シュトゥットガルト放送交響楽団 スウェーデン放送交響楽団[ブルックナー第4番]
セルジウ・チェリビダッケ(指揮)

 太字の2曲を続けて聴く。ここには、例えば、カラヤンの晩年の演奏では物足りなかった「強きエモーション」がふんだんに満ち溢れている。時に破裂し、時に失速しそうなスリリングな音楽。でもこのギリギリとした「攻め方」はなんとも凄い。音は割れ、アンサンブルも戸惑い乱れる瞬間もあるが、おかまいなしのパッショネイトな感情がどくどくと底流に疼く。

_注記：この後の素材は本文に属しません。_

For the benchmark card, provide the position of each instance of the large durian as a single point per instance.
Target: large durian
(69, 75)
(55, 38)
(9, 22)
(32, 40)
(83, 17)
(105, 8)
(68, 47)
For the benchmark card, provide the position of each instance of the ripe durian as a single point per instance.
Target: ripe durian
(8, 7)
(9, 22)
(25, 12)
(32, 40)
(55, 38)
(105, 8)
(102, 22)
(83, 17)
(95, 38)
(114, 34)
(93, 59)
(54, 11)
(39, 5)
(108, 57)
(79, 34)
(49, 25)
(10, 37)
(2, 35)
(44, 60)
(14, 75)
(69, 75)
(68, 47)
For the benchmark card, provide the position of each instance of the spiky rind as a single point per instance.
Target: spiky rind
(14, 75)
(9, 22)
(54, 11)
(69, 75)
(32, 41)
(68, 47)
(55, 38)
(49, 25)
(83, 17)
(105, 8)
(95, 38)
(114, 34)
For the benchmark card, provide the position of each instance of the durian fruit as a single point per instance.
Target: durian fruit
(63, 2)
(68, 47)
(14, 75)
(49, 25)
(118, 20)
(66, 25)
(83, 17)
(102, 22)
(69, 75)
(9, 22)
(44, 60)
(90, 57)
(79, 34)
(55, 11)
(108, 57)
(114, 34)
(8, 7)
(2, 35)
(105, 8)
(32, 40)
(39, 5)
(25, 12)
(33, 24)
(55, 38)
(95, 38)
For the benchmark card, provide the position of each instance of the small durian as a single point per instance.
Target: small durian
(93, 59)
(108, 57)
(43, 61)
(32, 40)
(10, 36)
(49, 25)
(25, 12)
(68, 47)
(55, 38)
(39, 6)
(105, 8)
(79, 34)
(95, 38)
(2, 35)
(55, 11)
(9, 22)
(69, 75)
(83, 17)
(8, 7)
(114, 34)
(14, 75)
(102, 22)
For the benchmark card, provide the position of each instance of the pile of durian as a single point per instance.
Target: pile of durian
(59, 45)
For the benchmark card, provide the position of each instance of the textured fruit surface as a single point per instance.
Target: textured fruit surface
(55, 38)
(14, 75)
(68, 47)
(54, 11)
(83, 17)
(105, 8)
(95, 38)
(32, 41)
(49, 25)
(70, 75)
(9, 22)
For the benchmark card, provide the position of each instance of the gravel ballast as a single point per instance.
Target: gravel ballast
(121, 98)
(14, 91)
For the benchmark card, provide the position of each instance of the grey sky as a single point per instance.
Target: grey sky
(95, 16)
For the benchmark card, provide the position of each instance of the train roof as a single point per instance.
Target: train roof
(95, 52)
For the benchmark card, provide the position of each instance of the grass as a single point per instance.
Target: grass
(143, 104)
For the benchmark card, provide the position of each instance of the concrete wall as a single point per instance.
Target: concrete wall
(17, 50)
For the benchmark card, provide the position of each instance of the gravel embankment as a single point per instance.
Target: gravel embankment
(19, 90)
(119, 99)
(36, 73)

 遅い点ではカラヤン同様だが、「拘り」の方法論が全く違う気がする。こよなく美しく全音が細密画のように再現されるカラヤンに対して、逆に「美しく奏でることに固執するな、むしろ音符一音一音に全力で最大の熱量を込めよ」と言っているような演奏。
 そこに(ライヴで居合わせて)嵌ったら、金縛りで多分抜け出せないような演奏。聴衆の好悪などははじめから決然と無視した独自の音響世界の展開。チェリビダッケの強烈な個性に久しぶりに接した気がした。